The 2018 bet board: eight predictions, each with a confidence bar showing how sure the call is today rather than how it turns out. Google shipping its own smart display, the first IoT-security scandal by Q1, and mesh Wi-Fi becoming table stakes carry the highest confidence; the Apple Watch ECG shipping and Sonos filing for IPO carry the lowest. A footnote: bar length is conviction, not outcome — write them down now, score them next January.

1. Google ships its own smart display. A first-party Google smart display lands this year, most likely in the fall hardware window. The partner-display strategy (Lenovo, JBL) gives Google a foothold, but Google will want first-party hardware to set the bar.

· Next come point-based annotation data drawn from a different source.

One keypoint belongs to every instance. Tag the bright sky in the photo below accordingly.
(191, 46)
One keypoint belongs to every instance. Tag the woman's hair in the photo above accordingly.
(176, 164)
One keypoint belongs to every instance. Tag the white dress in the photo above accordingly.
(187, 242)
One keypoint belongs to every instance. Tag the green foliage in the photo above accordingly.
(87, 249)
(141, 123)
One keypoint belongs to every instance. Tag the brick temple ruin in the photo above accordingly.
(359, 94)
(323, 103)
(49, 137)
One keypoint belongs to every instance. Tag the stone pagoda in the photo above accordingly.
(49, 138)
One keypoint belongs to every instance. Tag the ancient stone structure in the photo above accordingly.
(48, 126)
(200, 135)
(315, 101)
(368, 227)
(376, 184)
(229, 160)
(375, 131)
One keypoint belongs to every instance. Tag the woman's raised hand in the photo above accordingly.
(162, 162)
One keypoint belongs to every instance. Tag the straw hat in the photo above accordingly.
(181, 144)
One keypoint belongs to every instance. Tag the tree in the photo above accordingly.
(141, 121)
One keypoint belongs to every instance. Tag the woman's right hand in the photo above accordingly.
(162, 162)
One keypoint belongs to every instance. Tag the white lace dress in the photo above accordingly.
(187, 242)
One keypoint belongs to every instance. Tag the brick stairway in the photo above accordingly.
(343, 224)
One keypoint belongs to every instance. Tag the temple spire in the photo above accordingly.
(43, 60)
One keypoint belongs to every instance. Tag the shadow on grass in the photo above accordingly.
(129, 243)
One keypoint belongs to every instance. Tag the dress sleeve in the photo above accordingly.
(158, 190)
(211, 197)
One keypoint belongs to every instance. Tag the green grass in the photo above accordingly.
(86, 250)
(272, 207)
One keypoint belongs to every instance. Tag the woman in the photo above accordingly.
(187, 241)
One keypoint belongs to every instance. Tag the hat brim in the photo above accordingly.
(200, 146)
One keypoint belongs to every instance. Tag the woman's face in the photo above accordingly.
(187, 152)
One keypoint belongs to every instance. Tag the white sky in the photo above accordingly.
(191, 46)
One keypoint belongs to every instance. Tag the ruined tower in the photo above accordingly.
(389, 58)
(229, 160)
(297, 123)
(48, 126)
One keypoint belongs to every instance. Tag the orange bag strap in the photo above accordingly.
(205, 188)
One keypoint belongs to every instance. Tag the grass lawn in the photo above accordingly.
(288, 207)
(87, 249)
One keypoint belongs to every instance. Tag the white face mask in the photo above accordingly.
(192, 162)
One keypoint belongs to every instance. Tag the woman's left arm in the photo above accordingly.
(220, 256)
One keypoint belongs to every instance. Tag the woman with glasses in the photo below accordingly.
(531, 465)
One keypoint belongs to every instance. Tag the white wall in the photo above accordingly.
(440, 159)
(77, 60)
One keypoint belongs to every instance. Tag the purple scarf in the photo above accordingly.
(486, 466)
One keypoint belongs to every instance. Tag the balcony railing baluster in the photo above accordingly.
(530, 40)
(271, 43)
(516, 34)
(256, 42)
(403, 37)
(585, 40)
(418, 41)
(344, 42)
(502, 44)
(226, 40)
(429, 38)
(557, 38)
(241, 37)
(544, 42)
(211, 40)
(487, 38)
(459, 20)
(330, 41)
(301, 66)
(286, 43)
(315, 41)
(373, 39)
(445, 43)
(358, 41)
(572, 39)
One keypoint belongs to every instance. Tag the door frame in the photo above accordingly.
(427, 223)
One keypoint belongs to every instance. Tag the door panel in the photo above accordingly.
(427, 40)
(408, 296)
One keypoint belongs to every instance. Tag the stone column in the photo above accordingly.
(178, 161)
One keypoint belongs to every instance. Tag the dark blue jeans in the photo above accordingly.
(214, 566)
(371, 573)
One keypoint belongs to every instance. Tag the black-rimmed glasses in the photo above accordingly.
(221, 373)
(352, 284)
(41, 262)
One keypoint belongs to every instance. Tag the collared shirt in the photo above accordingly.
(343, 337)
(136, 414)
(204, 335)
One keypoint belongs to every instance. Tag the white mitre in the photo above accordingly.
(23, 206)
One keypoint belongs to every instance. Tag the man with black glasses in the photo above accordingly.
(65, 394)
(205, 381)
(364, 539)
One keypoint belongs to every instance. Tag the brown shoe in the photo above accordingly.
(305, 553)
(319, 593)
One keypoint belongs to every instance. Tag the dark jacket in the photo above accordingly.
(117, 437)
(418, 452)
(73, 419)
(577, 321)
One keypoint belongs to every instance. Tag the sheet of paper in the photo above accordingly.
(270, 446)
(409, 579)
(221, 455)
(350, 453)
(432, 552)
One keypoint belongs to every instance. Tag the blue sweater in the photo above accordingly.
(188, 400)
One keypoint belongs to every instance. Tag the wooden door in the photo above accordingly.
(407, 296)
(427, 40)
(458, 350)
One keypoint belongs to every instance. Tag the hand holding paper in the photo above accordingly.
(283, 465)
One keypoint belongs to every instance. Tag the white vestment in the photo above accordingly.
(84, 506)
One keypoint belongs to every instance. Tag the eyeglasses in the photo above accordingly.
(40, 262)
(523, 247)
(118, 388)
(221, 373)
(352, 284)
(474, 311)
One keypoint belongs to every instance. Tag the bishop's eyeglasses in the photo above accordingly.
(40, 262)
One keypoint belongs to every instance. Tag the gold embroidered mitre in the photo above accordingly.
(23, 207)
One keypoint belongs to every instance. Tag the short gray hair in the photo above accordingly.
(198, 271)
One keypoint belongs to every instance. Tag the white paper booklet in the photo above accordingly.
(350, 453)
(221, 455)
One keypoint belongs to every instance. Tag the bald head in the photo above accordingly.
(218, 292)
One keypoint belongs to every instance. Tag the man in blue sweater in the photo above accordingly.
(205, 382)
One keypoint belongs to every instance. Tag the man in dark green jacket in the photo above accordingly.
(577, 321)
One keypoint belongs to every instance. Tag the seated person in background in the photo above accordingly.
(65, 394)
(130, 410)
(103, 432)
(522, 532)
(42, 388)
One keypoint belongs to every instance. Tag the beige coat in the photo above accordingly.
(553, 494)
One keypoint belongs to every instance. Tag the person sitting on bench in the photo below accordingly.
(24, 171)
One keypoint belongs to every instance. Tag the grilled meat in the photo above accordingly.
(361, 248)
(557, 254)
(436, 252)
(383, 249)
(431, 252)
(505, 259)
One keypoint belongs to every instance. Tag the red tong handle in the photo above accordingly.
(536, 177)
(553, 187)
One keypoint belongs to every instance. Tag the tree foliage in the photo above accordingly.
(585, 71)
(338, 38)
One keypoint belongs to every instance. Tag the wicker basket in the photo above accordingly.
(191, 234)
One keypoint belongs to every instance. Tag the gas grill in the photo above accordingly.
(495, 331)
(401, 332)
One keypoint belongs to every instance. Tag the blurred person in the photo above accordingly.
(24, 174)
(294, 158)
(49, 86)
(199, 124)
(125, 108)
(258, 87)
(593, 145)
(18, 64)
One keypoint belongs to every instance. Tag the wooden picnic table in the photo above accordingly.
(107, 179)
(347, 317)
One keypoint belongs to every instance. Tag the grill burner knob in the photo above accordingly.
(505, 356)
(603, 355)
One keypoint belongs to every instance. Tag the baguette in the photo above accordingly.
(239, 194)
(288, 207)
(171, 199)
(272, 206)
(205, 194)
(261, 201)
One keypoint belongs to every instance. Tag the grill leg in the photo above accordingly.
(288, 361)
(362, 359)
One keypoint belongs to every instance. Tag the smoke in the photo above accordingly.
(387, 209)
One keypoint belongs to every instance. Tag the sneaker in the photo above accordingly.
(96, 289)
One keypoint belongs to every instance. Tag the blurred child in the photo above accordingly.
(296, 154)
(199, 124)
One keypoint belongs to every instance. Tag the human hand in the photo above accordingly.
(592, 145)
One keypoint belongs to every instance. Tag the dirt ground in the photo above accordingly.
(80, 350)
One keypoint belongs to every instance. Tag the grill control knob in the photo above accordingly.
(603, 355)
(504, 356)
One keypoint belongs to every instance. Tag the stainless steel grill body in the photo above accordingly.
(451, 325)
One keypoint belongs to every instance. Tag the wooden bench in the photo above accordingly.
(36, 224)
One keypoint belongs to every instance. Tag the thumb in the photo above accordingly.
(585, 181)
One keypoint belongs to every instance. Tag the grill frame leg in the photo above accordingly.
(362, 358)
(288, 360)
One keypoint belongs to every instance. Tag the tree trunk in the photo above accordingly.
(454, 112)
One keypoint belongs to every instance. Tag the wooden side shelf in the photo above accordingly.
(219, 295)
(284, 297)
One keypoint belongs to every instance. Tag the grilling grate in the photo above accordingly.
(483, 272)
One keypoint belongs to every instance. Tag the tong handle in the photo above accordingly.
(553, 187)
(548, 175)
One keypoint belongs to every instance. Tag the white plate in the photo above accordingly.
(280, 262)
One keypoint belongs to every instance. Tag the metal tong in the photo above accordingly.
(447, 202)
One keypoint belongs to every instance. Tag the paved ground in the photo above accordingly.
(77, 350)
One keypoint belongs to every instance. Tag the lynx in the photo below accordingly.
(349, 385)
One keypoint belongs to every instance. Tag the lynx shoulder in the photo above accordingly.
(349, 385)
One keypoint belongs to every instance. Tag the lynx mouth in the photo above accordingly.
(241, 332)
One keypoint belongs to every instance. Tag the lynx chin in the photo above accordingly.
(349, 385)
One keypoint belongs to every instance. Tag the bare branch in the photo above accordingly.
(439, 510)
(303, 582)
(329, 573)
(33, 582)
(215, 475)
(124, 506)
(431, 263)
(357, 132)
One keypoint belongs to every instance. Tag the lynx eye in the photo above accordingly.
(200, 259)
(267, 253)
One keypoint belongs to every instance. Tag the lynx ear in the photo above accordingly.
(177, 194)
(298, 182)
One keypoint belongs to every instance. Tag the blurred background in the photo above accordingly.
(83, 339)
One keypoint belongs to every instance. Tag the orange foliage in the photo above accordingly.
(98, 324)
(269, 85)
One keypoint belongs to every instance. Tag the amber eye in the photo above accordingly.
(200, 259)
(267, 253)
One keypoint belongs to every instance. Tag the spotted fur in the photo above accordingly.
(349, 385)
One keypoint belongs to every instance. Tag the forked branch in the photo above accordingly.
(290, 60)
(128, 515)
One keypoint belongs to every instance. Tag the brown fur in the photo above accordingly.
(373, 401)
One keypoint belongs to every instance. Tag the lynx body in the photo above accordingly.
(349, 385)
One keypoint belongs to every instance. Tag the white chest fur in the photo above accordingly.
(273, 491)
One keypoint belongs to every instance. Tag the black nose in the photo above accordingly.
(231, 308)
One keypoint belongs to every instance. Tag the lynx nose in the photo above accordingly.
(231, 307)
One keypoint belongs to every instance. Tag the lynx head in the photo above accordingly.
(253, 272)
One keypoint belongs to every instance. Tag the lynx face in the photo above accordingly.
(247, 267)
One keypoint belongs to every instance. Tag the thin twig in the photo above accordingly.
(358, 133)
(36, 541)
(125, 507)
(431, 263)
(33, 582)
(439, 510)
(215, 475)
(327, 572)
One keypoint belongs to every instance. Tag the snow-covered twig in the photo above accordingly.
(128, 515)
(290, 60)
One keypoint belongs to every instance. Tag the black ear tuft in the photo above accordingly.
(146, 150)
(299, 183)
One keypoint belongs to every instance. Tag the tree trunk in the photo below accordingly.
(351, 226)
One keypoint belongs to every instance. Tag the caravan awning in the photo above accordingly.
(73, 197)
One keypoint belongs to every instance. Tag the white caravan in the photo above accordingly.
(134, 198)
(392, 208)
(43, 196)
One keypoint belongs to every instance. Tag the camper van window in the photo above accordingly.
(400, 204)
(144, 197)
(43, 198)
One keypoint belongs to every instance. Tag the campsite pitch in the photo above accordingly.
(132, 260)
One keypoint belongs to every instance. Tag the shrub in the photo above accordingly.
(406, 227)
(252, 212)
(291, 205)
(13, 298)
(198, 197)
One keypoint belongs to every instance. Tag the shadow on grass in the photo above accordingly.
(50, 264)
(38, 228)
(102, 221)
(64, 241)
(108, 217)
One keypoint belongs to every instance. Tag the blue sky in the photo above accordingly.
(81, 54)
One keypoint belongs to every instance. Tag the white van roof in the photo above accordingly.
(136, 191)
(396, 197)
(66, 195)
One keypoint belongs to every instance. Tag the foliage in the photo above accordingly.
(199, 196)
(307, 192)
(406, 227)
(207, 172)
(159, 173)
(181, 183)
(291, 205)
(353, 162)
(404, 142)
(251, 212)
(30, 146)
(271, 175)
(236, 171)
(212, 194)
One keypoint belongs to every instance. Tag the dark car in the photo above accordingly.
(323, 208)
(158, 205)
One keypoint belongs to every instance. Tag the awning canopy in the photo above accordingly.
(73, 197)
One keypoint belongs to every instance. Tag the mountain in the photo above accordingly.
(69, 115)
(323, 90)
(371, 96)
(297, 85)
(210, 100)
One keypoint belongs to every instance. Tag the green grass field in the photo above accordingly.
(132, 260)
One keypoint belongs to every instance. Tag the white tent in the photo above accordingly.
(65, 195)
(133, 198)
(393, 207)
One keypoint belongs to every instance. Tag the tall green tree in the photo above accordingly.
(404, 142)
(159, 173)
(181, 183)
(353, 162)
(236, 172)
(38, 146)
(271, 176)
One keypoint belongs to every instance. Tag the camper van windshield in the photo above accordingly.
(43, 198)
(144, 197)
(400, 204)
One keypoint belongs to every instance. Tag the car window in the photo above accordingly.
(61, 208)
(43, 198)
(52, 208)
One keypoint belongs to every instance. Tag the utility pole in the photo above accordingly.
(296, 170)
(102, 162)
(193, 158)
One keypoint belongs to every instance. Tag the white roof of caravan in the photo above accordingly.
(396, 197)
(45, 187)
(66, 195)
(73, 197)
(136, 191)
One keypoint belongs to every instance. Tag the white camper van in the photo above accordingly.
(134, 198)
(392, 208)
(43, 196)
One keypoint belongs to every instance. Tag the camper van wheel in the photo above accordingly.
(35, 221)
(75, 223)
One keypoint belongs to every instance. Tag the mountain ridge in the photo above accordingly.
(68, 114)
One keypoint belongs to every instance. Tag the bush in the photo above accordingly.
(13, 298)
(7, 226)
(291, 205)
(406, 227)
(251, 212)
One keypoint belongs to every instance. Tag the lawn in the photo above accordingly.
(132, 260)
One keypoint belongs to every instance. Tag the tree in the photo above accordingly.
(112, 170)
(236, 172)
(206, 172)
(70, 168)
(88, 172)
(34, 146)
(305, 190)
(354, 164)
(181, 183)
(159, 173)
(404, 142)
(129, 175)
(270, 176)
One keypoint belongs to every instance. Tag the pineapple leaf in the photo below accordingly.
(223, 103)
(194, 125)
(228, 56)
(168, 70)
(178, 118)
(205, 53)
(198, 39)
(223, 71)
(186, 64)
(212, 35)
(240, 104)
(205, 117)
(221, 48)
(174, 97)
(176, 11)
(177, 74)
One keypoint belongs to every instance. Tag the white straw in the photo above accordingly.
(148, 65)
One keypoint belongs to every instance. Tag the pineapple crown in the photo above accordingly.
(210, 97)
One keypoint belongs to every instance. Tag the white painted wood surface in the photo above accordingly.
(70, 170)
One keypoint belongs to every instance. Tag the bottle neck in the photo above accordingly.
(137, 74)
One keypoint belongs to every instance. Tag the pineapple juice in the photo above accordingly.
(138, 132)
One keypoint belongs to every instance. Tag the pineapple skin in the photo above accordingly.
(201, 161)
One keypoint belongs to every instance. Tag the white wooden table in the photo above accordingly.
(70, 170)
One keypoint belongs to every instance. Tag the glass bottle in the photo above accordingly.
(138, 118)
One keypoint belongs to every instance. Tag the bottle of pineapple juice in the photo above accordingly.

2. Apple's HomePod fails commercially in year one. Strong reviews on sound, but Siri's voice-assistant gap, the $349 price, and the "only works with Apple Music initially" footgun ship under 4M units. Apple will frame this as success; the units tell the real story.

3. Mesh wifi becomes table stakes. Eero, Google WiFi, Netgear Orbi, Linksys Velop, TP-Link Deco all in mass retail by mid-year. Single-router category shrinks to budget tier only.

4. Ring under Amazon becomes the doorbell standard. Expect price drops on entry-level Ring — a sub-$100 second-gen doorbell would clear most price barriers. Nest's rumored video doorbell becomes the premium competitor; together they own ~70% of the category by year-end.

5. The Apple Watch ECG finally ships. This year's Apple Watch — likely the fall model — arrives with an FDA-cleared ECG and irregular-heart-rhythm detection. Three years late vs the 2015 hype, on time vs my 2016 prediction.

6. AirPods 2 will not ship in 2018. Despite rumors. The Series 1 sells out faster than Apple can make them; no incentive to refresh until 2019.

7. The first big IoT-security scandal of the year hits in Q1. Some default-credentials baby monitor or home camera will be on the front page. (Sad easy bet.)

8. Sonos files for IPO. With Apple's HomePod legitimizing the category, Sonos's window opens. Expect Q3 filing.

Gratitude beat

Big thanks to everyone in the trenches of Bluetooth pairing UX. The fact that connecting two earbuds to a phone in 2018 actually works most of the time is a thousand-engineer accomplishment that nobody appreciates. Thank you.